Lessons from the Valley

2 years ago I had a short stint writing for a popular blog called "Go Flock Yourself." It was a shock blog started in response to the bubbly hype surrounding the initial buzz of "web 2.0," a term that still irks me. It was also named for one of the most overhyped and underwhelming products of that time (which happens to be Flock).

There's no need to discuss what became of that stint, or whether or not it was worthwhile. All of that is a story for another day. What is worth mentioning is that even though I made some statements on that blog that stood the test of time, I was really just another web user (with a couple years toward a college degree) talking out of my rear end on the subject of "web 2.0." I wasn't an expert from the valley, or even a web professional, or even someone with a moment of business experience. I was a kid. (I almost still am.)

So it goes without saying that my current stint working on a startup in Silicon Valley is a big learning experience. As you might have heard before, Silicon Valley is a place like no other.

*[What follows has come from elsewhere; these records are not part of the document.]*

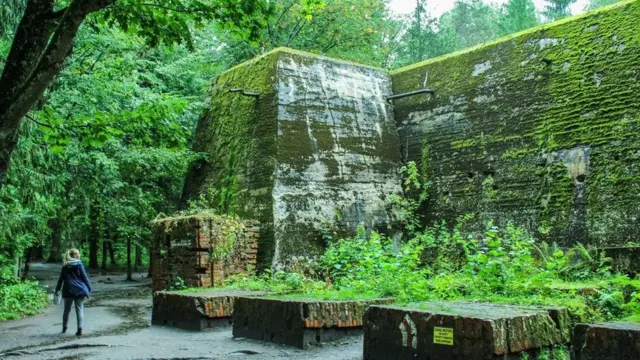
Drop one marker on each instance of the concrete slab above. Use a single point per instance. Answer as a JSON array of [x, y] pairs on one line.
[[459, 330], [298, 322], [609, 341], [200, 310]]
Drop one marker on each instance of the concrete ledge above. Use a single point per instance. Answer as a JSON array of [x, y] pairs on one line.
[[197, 310], [609, 341], [299, 323], [461, 331]]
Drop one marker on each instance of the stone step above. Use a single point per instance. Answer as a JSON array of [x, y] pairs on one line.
[[298, 322], [461, 331], [198, 310], [608, 341]]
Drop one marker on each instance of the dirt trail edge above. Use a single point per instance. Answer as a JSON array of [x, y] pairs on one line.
[[117, 326]]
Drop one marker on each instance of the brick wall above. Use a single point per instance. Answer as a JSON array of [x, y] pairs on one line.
[[182, 250]]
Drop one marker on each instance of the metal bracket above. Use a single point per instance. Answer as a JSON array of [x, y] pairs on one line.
[[412, 93], [245, 93]]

The hype here is so thick you can roll it and smoke it. Doing so would probably make you think that Flock was a good idea. It's a good thing I don't smoke.

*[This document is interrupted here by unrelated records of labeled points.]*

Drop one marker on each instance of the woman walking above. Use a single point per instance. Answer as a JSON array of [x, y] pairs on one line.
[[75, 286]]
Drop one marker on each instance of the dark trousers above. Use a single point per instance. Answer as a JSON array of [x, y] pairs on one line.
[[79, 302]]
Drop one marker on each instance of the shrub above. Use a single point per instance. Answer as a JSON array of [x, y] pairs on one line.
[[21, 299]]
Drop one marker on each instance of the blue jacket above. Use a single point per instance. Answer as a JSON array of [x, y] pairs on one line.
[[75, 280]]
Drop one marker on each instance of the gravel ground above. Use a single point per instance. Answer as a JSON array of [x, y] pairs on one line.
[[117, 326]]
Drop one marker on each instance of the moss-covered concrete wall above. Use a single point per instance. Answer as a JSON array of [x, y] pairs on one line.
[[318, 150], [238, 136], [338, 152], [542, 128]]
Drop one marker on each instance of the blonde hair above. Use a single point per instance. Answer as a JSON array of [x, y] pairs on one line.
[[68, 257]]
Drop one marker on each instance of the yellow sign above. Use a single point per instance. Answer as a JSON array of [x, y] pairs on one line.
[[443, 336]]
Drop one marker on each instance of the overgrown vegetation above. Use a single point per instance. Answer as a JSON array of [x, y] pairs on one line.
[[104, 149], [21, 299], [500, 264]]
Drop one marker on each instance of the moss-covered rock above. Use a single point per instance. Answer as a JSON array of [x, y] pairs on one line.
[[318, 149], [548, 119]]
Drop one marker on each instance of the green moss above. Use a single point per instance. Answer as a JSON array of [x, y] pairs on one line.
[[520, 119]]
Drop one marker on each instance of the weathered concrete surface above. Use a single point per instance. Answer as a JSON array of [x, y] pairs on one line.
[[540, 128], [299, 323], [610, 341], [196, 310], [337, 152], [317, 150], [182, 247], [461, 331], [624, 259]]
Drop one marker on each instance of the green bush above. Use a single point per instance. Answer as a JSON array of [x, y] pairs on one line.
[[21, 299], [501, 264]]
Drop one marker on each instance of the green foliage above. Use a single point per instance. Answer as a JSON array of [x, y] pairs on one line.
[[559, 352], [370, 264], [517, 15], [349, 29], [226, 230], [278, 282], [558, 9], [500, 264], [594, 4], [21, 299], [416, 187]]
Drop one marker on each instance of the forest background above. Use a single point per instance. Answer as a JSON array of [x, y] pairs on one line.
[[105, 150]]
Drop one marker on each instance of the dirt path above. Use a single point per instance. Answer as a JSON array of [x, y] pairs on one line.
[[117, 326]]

But I digress. My intent here is to share some of the insight I've gained since I got here. I'm not saying that any of this is fact or even wisdom; these are my new perspectives. Feel free to disagree and propose your own perspectives. Maybe we can learn from each other.

Things I have learned

  • There is a lot of innovation happening in the web industry right now. The only problem is, having an innovative idea is only part of the battle. Some innovative ideas will be successful, and you will see them in due time. Some will not.
  • It's not all "web 2.0." There are still a lot of problems from the earliest days of the Internet (and even before then) which people are trying to solve, and there are still a lot of innovations that are building upon things that have been around since the beginning. Not everyone is trying to build a social-networking-xml-javascript-tagging-commenting app, and good on them.
  • You can put a price on ideas. It helps to think about ideas and value them by saying, "this is a billion-dollar idea" and "that is a million-dollar idea" and "feedmeplz is at most a $50/month idea." This isn't to say that you should only pursue billion-dollar ideas. If an idea is worth a million dollars, it's still worth some effort, and if you have a few million dollar ideas, you might be Yahoo!. There's nothing wrong with that (or feedmeplz).
  • Some people are very good at talking about ideas while ignoring implementation. This is really stupid and a waste of time. No matter how great your idea is, you haven't made any progress if you haven't considered how to actually make it work. The worse thing is when you have people who know nothing about implementation, and just throw out ideas as if anything can be done. An example would be a venture capitalist who knows nothing about what developers are capable of building right now with available technology, but I'm not trying to pick on venture capitalists; people do this on all sides. It goes without saying that having a technical background is a big advantage in this industry. It gives you a level head (which most business people out here don't have). More importantly, though, it helps to have some experience in psychology, too. This is something I wish I had more of, but it helps to be the one person with "web usability" experience on the project. Knowing how people think is crucial when you are talking about products that people will interact with directly.
  • Which leads to my next point… the Valley is full of people who are out of touch with "normal" people (I use this term loosely only to indicate the Valley is full of people who live in a bubble). To make things worse, the problem of 53,651 still exists (even though the number itself has grown somewhat). I want to say that 99.9% of work out here in the Valley is directed towards one audience: the American well-to-do. People with broadband, relatively new computers, and good cash flow. There's definitely room for profit, since marketing to the wealthy has always been standard business practice. It just bothers me that no one is putting their powerful minds to use by thinking of ways in which the rest of the world (the world population minus 53,651) can have access to technology (and more importantly, technology that can actually improve their lives). I know I am in no position to give out criticism since this is something I am also guilty of, but I'm just saying, is all.